To convert PDF to Excel with AI you used to upload the invoice above to a website and hope the result was clean. It does not have to be that way anymore. Open the PDF, tell Lapu AI to write it back as Excel, and you get the workbook below — column headers in lower_snake_case, dates Excel reads as real dates, a live =SUM formula where the printed total used to be. The conversion runs locally on your machine. The PDF never leaves your disk. Every write to your filesystem waits for your approval.
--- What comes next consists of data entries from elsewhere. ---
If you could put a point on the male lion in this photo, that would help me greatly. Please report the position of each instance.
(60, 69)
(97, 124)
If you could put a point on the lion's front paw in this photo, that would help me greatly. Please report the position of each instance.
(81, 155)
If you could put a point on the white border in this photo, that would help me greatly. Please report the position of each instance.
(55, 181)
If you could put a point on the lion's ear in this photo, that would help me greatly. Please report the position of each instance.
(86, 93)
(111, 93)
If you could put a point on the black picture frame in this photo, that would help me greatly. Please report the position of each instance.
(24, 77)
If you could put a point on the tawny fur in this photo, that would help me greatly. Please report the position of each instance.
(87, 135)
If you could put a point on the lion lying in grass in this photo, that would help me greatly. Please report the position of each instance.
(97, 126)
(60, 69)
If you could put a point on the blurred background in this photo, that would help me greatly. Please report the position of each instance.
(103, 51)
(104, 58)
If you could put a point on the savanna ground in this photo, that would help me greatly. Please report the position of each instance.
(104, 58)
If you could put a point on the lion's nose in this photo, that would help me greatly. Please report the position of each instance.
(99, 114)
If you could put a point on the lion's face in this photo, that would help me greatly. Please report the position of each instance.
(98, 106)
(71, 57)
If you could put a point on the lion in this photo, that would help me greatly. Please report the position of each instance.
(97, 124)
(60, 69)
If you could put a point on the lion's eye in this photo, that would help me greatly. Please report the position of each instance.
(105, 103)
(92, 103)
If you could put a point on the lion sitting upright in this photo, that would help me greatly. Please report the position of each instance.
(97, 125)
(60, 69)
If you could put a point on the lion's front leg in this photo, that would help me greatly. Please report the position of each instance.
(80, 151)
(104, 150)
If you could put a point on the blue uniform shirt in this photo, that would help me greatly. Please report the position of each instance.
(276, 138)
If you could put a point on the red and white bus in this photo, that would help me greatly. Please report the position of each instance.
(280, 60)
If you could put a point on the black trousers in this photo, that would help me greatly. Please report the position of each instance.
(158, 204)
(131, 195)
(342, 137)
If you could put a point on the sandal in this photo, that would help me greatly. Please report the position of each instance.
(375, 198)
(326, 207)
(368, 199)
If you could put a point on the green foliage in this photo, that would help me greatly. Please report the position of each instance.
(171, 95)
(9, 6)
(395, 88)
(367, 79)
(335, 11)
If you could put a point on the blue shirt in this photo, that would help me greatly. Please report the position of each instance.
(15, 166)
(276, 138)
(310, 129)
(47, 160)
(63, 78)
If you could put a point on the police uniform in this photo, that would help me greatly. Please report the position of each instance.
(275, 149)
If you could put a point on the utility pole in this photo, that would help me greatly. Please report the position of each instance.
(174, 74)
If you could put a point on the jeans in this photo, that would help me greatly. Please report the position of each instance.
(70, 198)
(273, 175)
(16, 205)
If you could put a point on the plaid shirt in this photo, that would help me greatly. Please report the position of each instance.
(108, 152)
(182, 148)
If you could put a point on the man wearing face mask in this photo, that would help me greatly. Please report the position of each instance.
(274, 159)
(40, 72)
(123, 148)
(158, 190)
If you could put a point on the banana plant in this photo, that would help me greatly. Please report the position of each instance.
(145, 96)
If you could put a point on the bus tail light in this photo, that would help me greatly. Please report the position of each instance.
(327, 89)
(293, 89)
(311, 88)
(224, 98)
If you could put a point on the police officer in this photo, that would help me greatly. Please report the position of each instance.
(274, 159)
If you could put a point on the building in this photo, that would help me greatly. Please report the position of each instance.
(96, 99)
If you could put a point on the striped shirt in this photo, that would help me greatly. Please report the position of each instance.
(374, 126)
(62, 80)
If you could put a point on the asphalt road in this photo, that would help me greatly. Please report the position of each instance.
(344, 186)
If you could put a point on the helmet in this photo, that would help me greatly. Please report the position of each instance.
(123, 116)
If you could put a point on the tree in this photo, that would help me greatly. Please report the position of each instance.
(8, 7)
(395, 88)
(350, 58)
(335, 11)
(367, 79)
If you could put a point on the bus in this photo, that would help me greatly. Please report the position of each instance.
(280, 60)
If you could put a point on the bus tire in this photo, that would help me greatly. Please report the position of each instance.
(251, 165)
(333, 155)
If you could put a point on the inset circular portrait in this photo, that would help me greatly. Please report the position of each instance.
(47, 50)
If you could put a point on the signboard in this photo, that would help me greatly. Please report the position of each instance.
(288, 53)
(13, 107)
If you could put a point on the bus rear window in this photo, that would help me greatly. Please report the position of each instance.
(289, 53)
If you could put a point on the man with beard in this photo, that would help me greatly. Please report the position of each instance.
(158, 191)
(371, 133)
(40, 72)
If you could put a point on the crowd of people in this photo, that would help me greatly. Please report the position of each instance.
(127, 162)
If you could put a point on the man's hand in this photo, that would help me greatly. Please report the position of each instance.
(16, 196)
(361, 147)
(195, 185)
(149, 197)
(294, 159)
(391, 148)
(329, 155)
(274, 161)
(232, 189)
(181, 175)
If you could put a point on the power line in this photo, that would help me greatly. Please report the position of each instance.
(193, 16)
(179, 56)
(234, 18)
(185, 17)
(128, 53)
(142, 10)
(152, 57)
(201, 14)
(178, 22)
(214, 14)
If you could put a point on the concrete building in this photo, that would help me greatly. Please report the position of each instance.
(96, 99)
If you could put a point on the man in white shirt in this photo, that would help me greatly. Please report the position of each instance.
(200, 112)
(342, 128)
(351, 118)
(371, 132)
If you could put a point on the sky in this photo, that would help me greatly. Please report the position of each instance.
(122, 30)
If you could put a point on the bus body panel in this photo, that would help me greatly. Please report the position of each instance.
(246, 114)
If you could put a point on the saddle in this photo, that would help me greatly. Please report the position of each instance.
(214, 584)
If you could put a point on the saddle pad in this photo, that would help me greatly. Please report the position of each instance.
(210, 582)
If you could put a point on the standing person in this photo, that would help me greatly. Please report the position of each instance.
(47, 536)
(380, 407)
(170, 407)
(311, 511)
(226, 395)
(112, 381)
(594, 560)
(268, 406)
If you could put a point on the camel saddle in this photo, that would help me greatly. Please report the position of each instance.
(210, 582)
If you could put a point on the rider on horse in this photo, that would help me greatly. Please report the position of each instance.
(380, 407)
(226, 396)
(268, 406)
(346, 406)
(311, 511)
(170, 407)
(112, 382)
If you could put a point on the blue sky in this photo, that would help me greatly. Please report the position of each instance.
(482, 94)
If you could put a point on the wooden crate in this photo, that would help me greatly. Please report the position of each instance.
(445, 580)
That second image is a real .xlsx, produced from the first image by the agent on your own machine. No upload, no third-party converter, no API key. Download Lapu AI for macOS or Windows and try it on your next vendor PDF — or see the Microsoft Excel automation page for the full set of workflows the agent runs on spreadsheets.
The rest of this guide explains what a good PDF-to-Excel conversion actually looks like, where the hard parts hide, and how to run the whole thing without sending the document to a third party.
What "PDF to Excel AI" actually means
The phrase covers two distinct jobs that get conflated. The first is table extraction: a PDF contains one or more grids of data, and you want each grid as a sheet of cells with the right types. The second is structured rewrite: a PDF contains data in a non-tabular layout — labelled fields on an invoice header, line items spread across pages with running totals — and you want a single normalized table at the end.
Hosted PDF-to-Excel converters (Adobe, Smallpdf, iLovePDF, dozens of others) do the first job well for text-native PDFs and the second job by guessing. Microsoft's own Power Query PDF connector added native "Get Data → From PDF" to Excel itself, with the Pdf.Tables M function exposing the detected tables (Microsoft, 2025). Open-source options like Tabula — created at the Knight Foundation and still actively used in newsrooms — and Python's Camelot library cover the table-extraction case for text-PDFs with no cloud round trip (Camelot, 2025).
What an AI agent adds on top is judgment: which page region is the table, what to do when a column header wraps across two lines, when a row that looks like data is actually a sub-total, and what column types to coerce values into. The "AI" part is the layer that decides; the extraction primitives underneath have been solved for years.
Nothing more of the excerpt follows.